After providing the notice and paying a publication fee, the newspaper publishers will issue you an Affidavit of Publication which you must provide to the New York Department of State along with the filing fee.
Completing the publication requirement is important to avoid having your LLC prohibited from conducting business activity, which the New York Department of State will do unless you file the Certificate of Publication within 120 days of forming the LLC.
Theatrical production companies are exempt from the New York LLC publication requirement as long as the words “Limited Liability Company” are included in their names.

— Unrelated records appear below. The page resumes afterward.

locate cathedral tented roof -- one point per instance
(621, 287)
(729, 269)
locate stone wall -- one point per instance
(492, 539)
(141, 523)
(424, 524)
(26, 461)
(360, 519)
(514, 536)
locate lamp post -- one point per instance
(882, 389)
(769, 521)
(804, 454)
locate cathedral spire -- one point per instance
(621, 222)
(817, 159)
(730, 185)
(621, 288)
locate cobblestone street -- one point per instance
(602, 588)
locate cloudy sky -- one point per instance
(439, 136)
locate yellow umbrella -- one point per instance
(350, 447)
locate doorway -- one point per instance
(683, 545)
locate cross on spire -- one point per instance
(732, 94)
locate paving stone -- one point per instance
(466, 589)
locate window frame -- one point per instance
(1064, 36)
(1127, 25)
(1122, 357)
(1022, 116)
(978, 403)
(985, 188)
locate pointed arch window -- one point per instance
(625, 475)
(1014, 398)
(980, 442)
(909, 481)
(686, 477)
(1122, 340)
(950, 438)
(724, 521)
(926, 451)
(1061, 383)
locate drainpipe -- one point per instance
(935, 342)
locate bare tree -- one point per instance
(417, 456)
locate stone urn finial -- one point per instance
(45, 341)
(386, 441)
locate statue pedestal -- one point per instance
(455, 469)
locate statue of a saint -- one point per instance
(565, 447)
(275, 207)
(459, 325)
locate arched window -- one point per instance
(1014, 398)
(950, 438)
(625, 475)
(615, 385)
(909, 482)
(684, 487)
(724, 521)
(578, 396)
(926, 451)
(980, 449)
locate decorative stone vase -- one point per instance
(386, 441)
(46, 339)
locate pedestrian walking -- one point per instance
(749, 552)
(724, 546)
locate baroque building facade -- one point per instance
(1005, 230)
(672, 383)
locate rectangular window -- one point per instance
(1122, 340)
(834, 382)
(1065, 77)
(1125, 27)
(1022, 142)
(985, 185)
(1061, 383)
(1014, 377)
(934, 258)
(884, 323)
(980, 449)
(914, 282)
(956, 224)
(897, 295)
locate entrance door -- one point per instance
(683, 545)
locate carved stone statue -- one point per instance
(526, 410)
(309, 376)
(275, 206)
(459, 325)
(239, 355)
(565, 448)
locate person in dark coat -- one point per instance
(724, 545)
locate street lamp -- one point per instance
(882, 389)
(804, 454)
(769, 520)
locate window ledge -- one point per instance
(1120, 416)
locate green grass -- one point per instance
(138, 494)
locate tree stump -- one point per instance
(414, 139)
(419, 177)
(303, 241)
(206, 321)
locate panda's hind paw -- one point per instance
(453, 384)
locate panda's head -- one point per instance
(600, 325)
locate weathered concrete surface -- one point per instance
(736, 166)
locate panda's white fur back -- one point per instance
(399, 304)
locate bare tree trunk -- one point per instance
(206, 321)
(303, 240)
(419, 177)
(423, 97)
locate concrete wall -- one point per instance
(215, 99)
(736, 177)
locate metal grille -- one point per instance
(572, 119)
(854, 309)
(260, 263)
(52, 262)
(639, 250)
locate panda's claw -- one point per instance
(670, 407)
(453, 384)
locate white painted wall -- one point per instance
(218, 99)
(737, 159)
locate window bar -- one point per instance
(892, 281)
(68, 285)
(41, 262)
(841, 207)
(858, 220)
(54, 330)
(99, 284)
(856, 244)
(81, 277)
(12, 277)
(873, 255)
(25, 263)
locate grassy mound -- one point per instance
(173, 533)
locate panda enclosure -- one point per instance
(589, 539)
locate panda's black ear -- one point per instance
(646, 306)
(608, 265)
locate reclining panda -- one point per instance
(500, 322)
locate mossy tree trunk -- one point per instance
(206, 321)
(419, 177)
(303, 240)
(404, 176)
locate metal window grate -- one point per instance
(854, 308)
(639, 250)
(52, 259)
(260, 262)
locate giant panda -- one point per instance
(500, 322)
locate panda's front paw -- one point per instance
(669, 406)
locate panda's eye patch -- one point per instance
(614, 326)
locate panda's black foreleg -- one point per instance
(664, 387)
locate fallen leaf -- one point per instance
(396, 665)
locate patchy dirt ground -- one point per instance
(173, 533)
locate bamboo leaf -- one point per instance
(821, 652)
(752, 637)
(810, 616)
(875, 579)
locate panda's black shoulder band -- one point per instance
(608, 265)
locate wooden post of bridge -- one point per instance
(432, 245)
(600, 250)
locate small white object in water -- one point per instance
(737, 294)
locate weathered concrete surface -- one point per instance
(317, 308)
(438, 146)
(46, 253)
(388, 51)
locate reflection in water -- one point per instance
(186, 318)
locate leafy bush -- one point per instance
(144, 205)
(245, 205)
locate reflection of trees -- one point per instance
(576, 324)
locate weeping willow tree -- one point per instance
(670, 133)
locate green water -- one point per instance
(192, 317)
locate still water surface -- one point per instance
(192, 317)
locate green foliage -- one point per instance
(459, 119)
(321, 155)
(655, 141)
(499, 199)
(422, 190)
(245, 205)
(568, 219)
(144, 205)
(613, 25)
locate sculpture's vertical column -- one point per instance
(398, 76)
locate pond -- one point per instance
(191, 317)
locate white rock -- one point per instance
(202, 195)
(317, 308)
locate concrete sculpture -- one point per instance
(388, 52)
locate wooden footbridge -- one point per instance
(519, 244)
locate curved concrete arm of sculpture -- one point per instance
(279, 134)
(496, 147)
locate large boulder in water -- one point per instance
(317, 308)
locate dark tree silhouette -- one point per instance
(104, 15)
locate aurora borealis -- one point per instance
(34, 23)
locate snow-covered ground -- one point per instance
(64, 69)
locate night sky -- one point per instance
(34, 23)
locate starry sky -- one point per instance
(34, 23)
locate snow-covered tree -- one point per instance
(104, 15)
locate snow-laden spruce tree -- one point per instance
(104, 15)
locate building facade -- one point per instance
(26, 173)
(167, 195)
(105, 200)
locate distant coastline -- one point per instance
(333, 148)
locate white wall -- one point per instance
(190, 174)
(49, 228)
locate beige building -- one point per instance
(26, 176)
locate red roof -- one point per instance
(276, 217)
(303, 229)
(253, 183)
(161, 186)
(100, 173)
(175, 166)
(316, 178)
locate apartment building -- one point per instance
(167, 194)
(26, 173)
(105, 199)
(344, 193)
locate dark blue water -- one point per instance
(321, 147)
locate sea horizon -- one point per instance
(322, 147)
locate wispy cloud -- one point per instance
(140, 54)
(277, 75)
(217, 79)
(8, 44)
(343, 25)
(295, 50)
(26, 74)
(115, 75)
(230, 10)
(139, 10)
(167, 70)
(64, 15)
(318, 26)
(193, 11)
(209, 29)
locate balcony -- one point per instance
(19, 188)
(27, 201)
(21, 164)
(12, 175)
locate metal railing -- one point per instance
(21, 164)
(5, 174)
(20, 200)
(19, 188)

It’s not surprising that the publication fees in New York City are much higher than those of neighboring cities and can be $1,500 or more. As a workaround, you can select a registered agent service whose office address is outside of New York City to take advantage of lower publishing rates.
Once you file, you will receive a filing receipt from the New York Department of State. LLC members must verify that the information submitted is accurate.
Interestingly, you must also keep your filing receipt in a safe place because the Department of State will not reissue filing receipts for those that are misplaced or destroyed.
Luckily, filing receipts can also be emailed for convenience.
7. Open a New York business bank account
As a best practice, LLC members should open a business bank account. There are rules to follow for an LLC to remain compliant.
One is not commingling or mixing business and personal funds. Doing so implies that the LLC is not a truly separate entity and could void the personal asset protection for members that the LLC provides.
Your accounting and tax processes are also simplified when all transactions are related to the business. Your LLC must be registered with the state to open a business bank account, and you must have an EIN.
New York LLC taxes, costs, and fees
If you plan to sell physical products, you will also need to register for a Sales Tax Certificate of Authority with the New York Department of Taxation of Finance at least 20 days before you make a sale.
For each physical product you sell, you must collect sales tax from the buyer and file a sales tax return monthly, quarterly, or annually. To calculate the tax due on a sale, multiply the taxable sale amount by the sum of the state rate (4%) and any local tax rates.
Even if you don’t make any sales, you are still required to file the sales tax return to avoid failure-to-file penalties. You must also display your Certificate of Authority at your place of business, even if you do business from your home.
If you ship products to other states, you will also be responsible for collecting and paying sales tax in each state.
New York business permits and licenses
Depending on the industry your business operates in, you may be required to obtain a business license or permit. Certain businesses like hair salons, childcare centers, and real estate brokers require a license or special permit to operate in the state.
New York State has resources at the county and borough level to help you determine whether or not your LLC requires a permit or license to operate.
Pros and cons of forming an LLC in New York
As you prepare to form your LLC in New York, you need to understand the pros and cons. Here’s a quick summary.
New York LLC pros
- LLC members can form an LLC in about 30 minutes with the New York Department of State.
- Minimum compliance requirements
- Personal assets are protected from losses and legal action
- Pass-through tax treatment of profits and losses
New York LLC cons
- Investors frown on LLCs because of acquisition complexities
- Owners must be diligent in not commingling business and personal funds
- Members pay self-employment taxes
- Publishing rates in New York City are much higher than in neighboring cities.
- For each physical product sold, you must collect sales tax from the buyer and file a sales tax return monthly, quarterly, or annually.
- In New York State, LLC members must create and file their Operating Agreement within 90 days of filing the Articles of Organization.